What is a stub network?
2024
What is a stub network?
- A.
A network with more than one exit point.
- B.
A network with more than one exit and entry point.
- C.
A network with only one entry and no exit point.
- D.
A network that has only one entry and exit point.
Attempted by 4 students.
Show answer & explanation
Correct answer: D
Concept: In internetworking, a network segment's routing needs are determined by how many independent connections it has to the rest of the internetwork. A network with exactly one such connection is called a stub network: since there is only one link in and out, every packet leaving or entering that segment must use that same link, so a single default route is enough, and dynamic routing protocols -- which exist to choose among multiple paths -- add no value.

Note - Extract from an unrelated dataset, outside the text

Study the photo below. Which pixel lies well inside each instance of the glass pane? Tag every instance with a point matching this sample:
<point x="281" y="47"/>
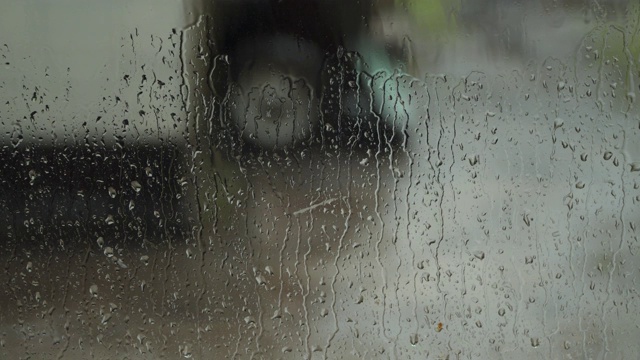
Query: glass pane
<point x="319" y="179"/>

Application: The definition being asked for must therefore describe a network with exactly one connection point, i.e. one entry and one exit -- matching the option describing a network that has only one entry and exit point.

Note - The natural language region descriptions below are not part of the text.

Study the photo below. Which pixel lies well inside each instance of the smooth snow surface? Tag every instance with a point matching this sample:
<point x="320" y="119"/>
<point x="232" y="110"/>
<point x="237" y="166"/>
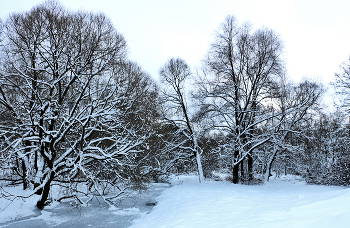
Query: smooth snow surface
<point x="280" y="203"/>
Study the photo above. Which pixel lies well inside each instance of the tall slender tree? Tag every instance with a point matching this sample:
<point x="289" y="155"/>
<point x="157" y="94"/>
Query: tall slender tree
<point x="174" y="74"/>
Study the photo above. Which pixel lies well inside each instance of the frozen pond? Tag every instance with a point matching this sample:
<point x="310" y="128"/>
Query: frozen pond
<point x="95" y="215"/>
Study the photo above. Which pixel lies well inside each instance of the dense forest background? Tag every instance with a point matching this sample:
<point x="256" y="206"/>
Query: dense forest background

Cross-check — why the other descriptions don't fit:
A network with more than one exit point describes multiple independent paths out, making it a transit network that needs to choose among routes, not a stub network.

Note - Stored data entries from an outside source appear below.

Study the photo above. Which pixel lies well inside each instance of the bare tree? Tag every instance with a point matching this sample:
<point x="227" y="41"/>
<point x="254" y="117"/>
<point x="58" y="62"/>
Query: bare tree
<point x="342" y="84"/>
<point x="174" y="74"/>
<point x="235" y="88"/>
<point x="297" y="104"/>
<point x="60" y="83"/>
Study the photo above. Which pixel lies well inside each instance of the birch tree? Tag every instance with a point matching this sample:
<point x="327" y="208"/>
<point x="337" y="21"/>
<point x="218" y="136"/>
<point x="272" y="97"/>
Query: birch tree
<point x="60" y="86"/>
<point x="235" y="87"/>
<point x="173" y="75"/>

A network with more than one exit and entry point is the same idea from both directions -- multiple entry/exit pairs are the hallmark of a backbone or transit network running dynamic routing, not a stub network.
A network with only one entry and no exit point is internally inconsistent: a segment that can only receive but never send or forward traffic back out has no way to route anything, so it does not correspond to any real network's connectivity.
Result: A stub network is exactly the network with one entry and one exit point -- a single connection to the internetwork.